BİR SONRAKİ İŞÇİ KUŞAĞININ EĞİTİM KRONOLOJİSİ
Son birkaç yılda eğitim sistemi, müfredat başta olmak üzere gözle görülür biçimde gerici müdahalelere maruz kaldı. Önce 11 Nisan 2012’de beş yıl ilkokul, üç yıl ortaokuldan vazgeçilerek 4+4+4 sistemine geçildi. İmam hatip ortaokulları açıldı, ortaokullarda da “Kur’an-ı Kerim” ve “Hz. Muhammed’in Hayatı” dersleri seçmeli ders olarak eklendi. 18 Temmuz 2017’de açıklanan kararla evrim müfredattan tamamen çıkarıldı. Kimi yerlerde “aile ve toplum” konulu değerler eğitimi dersleri kreşlerden itibaren müfredata sokuldu. İl ve ilçe müftülükleri “değerler eğitimi” konulu seminerler verdi. İkametgahın olduğu mahalledeki liselere yerleşimle liseye geçiş sınavından düşük puan alan çocuklar imam hatip liselerine mahkum edildi. Son olarak ise ÇEDES projesiyle İzmir ve Eskişehir’de liselere ‘manevi rehberlik’ adı altında din görevlileri atandı, liselerden sanat ve yabancı dil seçmelileri kaldırılarak din derslerinin sayısı artırıldı. Bir yandan meslek liselerinin sayısı artırıldı, lise öğrencileri MESEM projesiyle ‘meslek eğitimi, çıraklık, stajyerlik’ isimleri altında çok düşük ücretlere, ücretleri de devlet bütçesinden karşılanarak çalıştırılmaya başlandı. Kamuoyu tepkisi sonrasında iptal edilse de öğrencileri yine ucuz iş gücü olarak kullanmak üzere zincir marketlerle protokol imzalanmaya çalışıldı. 4+4+4’le okuldan kopuş kolaylaştı, açık liseler teşvik edildi.
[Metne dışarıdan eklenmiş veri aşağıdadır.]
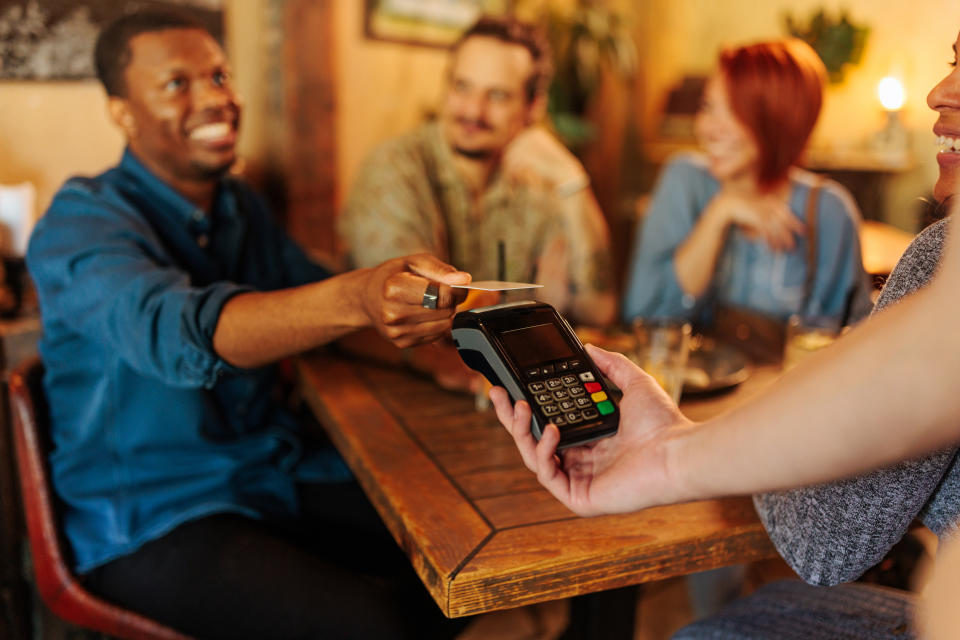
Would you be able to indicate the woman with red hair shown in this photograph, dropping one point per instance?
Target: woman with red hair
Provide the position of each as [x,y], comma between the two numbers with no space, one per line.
[733,226]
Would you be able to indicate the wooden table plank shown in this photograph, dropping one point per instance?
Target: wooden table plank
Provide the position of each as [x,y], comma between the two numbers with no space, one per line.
[531,564]
[411,493]
[481,532]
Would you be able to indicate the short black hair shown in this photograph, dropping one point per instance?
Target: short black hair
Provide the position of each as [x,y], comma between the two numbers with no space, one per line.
[525,34]
[112,54]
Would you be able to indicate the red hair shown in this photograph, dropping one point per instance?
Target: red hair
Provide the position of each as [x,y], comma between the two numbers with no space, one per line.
[775,90]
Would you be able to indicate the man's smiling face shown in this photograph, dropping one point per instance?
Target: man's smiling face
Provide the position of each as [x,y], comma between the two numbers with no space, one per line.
[179,109]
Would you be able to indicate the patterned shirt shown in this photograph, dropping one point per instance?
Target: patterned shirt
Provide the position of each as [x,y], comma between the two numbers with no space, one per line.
[409,198]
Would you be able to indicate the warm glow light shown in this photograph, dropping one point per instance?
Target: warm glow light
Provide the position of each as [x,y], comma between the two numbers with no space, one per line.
[891,94]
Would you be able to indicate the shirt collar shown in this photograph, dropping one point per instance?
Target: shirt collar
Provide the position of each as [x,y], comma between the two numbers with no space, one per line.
[169,200]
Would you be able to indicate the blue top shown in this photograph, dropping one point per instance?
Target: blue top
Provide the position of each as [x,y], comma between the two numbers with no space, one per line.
[748,273]
[150,426]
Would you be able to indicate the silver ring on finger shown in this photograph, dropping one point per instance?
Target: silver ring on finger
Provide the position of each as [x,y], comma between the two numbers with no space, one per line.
[431,295]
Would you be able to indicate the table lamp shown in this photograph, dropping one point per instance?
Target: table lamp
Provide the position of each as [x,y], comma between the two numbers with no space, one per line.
[892,139]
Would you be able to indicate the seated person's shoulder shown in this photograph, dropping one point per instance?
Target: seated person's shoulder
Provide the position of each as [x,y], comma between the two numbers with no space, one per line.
[689,164]
[834,201]
[84,207]
[916,266]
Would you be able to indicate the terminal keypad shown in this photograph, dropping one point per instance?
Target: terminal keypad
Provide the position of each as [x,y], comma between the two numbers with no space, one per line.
[567,393]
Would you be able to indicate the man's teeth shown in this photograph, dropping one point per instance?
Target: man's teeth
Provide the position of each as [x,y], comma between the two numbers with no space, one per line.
[211,131]
[948,145]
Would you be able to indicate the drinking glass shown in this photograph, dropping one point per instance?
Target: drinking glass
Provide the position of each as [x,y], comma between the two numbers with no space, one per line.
[807,335]
[661,349]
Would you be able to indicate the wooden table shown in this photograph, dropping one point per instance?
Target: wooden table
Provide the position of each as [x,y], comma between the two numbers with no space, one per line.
[481,533]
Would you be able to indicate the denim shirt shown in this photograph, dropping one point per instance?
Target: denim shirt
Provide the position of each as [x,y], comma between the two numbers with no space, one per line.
[748,273]
[150,427]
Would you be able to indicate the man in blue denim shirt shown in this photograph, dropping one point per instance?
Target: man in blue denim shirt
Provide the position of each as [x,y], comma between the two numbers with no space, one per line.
[167,293]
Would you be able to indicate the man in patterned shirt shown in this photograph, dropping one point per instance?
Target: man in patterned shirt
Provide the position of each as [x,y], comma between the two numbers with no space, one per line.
[486,175]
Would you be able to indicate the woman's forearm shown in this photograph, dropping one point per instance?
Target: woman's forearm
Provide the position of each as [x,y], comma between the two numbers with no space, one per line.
[887,391]
[695,260]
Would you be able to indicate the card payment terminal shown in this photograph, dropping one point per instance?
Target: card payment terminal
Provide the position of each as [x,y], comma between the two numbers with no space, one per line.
[530,350]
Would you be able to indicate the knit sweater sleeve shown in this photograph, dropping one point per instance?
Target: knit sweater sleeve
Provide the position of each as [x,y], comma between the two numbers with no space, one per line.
[833,532]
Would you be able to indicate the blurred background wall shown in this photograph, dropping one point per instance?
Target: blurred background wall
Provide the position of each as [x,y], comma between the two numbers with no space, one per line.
[51,130]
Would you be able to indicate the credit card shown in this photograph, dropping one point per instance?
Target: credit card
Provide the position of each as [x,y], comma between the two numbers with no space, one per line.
[496,285]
Ucuz iş gücü cennetine çevrilmeye çalışılan ülkemizde ‘istikrarlı büyüme’ ucuz iş gücü kalemlerinden en başta gelenlerden olan çocuklar üzerinden sağlanmaya çalışılırken iş cinayetlerinde hayatını kaybeden çocuk sayısı ‘istikrarlı’ biçimde arttı.
SERMAYEYE DEĞİL, HALK YARARINA BİLİM
Tüm bunları yalnızca Siyasal İslamcı bir iktidarın kendi ideoloji kavgası ya da bir “yönetememe problemi” olarak açıklamaya çalışmaksa bu sömürü düzeninin sürmesinde eğitim sisteminin rolünü fazlasıyla hafife almak olur. Çünkü bilimsellikten uzaklaşarak ahlak ve din dersleriyle doldurulan müfredatlarla sömürüye rızası üretilen; genç yaşlardan itibaren MEB destekli programlarla atölyelerde, fabrikalarda çok düşük ücretlerle çalışmaya alıştırılan bu çocuklar işçi ailelerin bir sonraki işçi kuşağını oluşturacak çocukları. İş güvenliği önlemlerinin alınmadığı, saatlerce çalıştıktan sonra aldığı ücretten kira ve fatura ödemeleri sonrasında hiçbir şey kalmayacağı, çalıştıkları firmalar ‘kriz’ zamanlarında dahi kârını artırırken “Dişini sıkması, sabretmesi, tevekkül etmesi, vatanına bağlılığını kriz zamanlarında göstermesi” öğütlenecek olan işçiler bu eğitim sisteminin büyüttüğü, bir işçi olarak yetiştirdiği çocuklar.
Bu nedenle ne bu gerici eğitim planlamaları ne de çocukları küçük yaşta sermayenin kucağına atma projeleri boşa. “Ağaç yaşken eğilir” ya da “Yılanın başı küçükken ezilir.” Nasıl ifade edersek edelim, 11 Eylül’de milyonlarca çocuğun toplum düzeninin ve sömürenin-sömürülenin yerini bileceği sistemin çarkına çomak sokmamak üzere ‘eğitileceği’ bir eğitim öğretim dönemi daha başladı. Tam da bu noktada en temel haklardan olan eğitim burjuvazi ve onun iktidarının koltuk bekçiliğini yapmak yerine, halk yararına bilim üretmeye yarasın diye parasız, bilimsel, demokratik ve laik eğitim talebi bugün ekmek kadar, su kadar hayati. Bu talebin etrafında en güçlü şekilde birleşmek de, sömürüsüz ve eşit bir dünyada inat etmek de öyle.